Sisitzky was quick to note that the imminent repeal of 50-a still represents a major policy shift by eliminating all past case law strictly restricting access to disciplinary records and making those records subject to records requests. And the bill includes well-defined criteria for when information can be redacted or withheld. It’s limited to personal information like someone’s home address and medical records, and certain technical infractions for minor rule violations. “This was a critically necessary component,” Sisitzky said. “It breaks down the complete barrier of secrecy that 50-a erected.”
But the responsiveness to FOIL requests and overall transparency when 50-a is repealed will ultimately be up to the NYPD, which has said it’s committed to being more transparent. “I think this is a great opportunity if they want to put that rhetoric into action,” Sisitzky said. “But it’s really on them to prove that they were serious about everything that they’ve been saying the past few years.”

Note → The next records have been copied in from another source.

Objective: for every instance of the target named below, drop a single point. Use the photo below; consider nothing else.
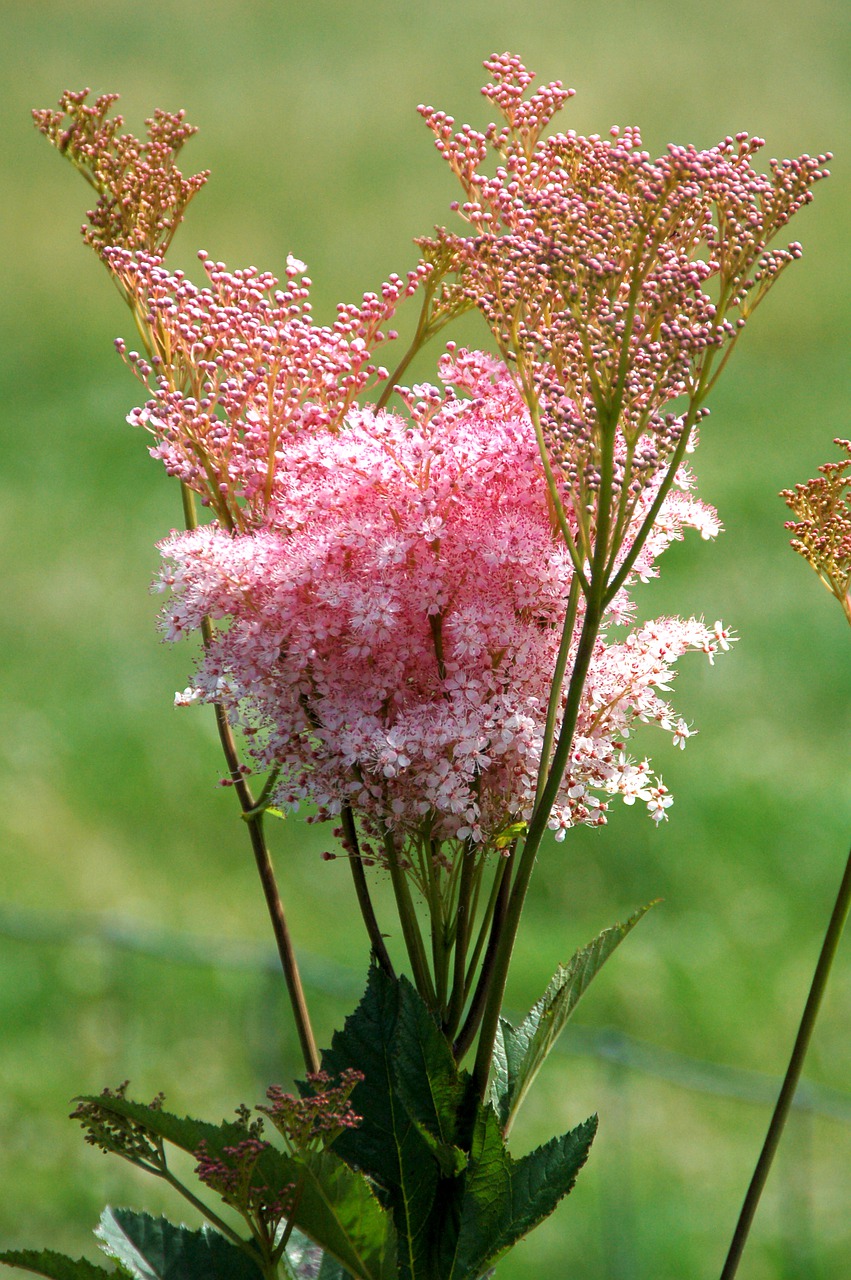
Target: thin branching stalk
(792, 1074)
(254, 818)
(408, 922)
(477, 1005)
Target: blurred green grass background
(109, 813)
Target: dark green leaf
(335, 1206)
(58, 1266)
(521, 1051)
(155, 1249)
(407, 1101)
(504, 1198)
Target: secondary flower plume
(417, 611)
(394, 624)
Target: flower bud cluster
(609, 279)
(119, 1134)
(390, 631)
(242, 369)
(142, 195)
(312, 1121)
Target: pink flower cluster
(612, 280)
(389, 631)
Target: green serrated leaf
(451, 1160)
(154, 1248)
(407, 1101)
(58, 1266)
(524, 1050)
(335, 1206)
(504, 1198)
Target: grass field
(132, 933)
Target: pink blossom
(390, 630)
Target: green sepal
(152, 1248)
(412, 1105)
(335, 1205)
(521, 1051)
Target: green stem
(254, 821)
(486, 918)
(792, 1074)
(362, 891)
(558, 679)
(479, 1002)
(220, 1225)
(462, 941)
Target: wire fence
(607, 1045)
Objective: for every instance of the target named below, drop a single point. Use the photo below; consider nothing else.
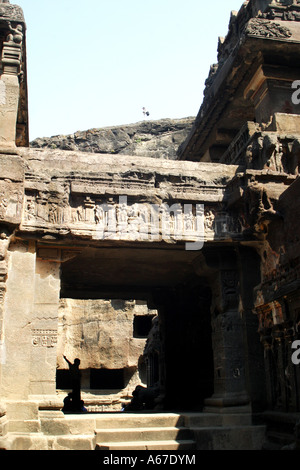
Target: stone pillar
(30, 325)
(17, 320)
(45, 324)
(227, 338)
(10, 88)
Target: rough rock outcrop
(157, 139)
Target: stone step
(142, 434)
(148, 445)
(136, 420)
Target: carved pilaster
(11, 61)
(227, 338)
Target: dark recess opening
(142, 325)
(106, 379)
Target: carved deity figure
(16, 34)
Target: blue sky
(97, 63)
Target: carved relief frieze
(123, 218)
(44, 338)
(267, 29)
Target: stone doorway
(177, 353)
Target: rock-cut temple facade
(175, 282)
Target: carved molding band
(44, 338)
(267, 29)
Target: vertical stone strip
(227, 339)
(44, 325)
(10, 88)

De Blasio has long said he’s committed to more transparency and profusely praised the passage of the bill to repeal 50-a. “You can use a word like historic, and it can sometimes be overused,” de Blasio said on Wednesday, “This is historic. This is one of the moments where things change.” But he would not say yet whether he would instruct the NYPD to quickly make that information when requested, instead of making filers go through the potentially lengthy Freedom of Information Law process.
Section 50-a has long stood in the way of accessing records related to police misconduct, but for decades, the NYPD would physically post daily disciplinary decisions in the press room at One Police Plaza, available for anyone in the public to see. But in response to a Legal Aid Society request for several years of disciplinary decisions, then-NYPD Commissioner Bill Bratton said in 2016 the NYPD had been in violation of 50-a by posting those decisions at police headquarters and stopped the practice immediately. A judge codified that interpretation in 2018 in response to an NYCLU lawsuit. De Blasio on Wednesday stood by his past assertions that he did not like the policy change in 2016 and that the decision was not his, but that his then-corporation counsel said it was the law.
New York City’s largest police union reacted sharply to the repeal of 50-a. “The unfettered release of police personnel records will allow unstable people to target police officers and our families for harassment or worse,” Police Benevolent Association President Patrick Lynch said in a statement. “A dangerous cop-hater only needs a police officer’s name, linked to a few false or frivolous complaints, to be inspired to commit violence.”
Still, Sisitzky remained optimistic about the implications of the imminent repeal of 50-a, despite some potential setbacks with records requests. And while there’s more work to be done to ensure compliance with the law and increase police accountability in other ways, there is no denying the newly passed legislation represents a monumental victory. “It may end up being a long process in some cases,” Sisitzky said, “but the mere fact that this process is now available is something that is transformative.”